Rebalancing NTRK2 isoforms promotes vascular regeneration in bronchopulmonary dysplasia.

Bronchopulmonary dysplasia (BPD) is a chronic lung disease of prematurity with no curative therapy, characterized by impaired alveologenesis and capillary formation. However, the molecular mechanisms underlying endothelial dysfunction, a key driver of BPD pathogenesis, remain poorly understood. Through multiomic profiling of endothelial cells isolated from human BPD lungs, we identified an expansion of general capillary endothelial cells (gCaps) marked by neurotrophic receptor tyrosine kinase 2 (NTRK2). Notably, we uncovered a critical isoform switch that governs gCap regeneration. Full-length NTRK2 (NTRK2-FL) promoted gCap repair after hyperoxic injury, whereas RBFOX2-mediated splicing of NTRK2-FL into a truncated isoform (NTRK2-T1) contributed to maladaptive responses and persistent alveolar simplification.
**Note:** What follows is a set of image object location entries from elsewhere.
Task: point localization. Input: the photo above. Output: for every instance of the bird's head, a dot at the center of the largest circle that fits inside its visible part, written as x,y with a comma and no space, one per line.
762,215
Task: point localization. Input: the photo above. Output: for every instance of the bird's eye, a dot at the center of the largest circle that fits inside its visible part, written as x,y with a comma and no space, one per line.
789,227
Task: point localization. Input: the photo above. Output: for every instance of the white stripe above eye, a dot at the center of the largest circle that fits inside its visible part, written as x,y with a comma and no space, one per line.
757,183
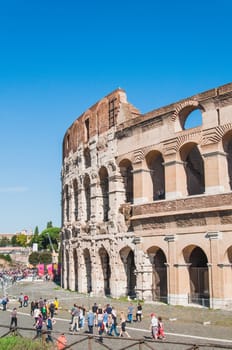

Restoring NTRK2-FL using lipid nanoparticle-delivered mRNA promoted angiogenesis in vessel organoids and reversed alveolar simplification in hyperoxic mice. These findings identified NTRK2 isoform imbalance as a key driver of endothelial dysfunction and support isoform-specific RNA therapy as a promising strategy for vascular regeneration and repair.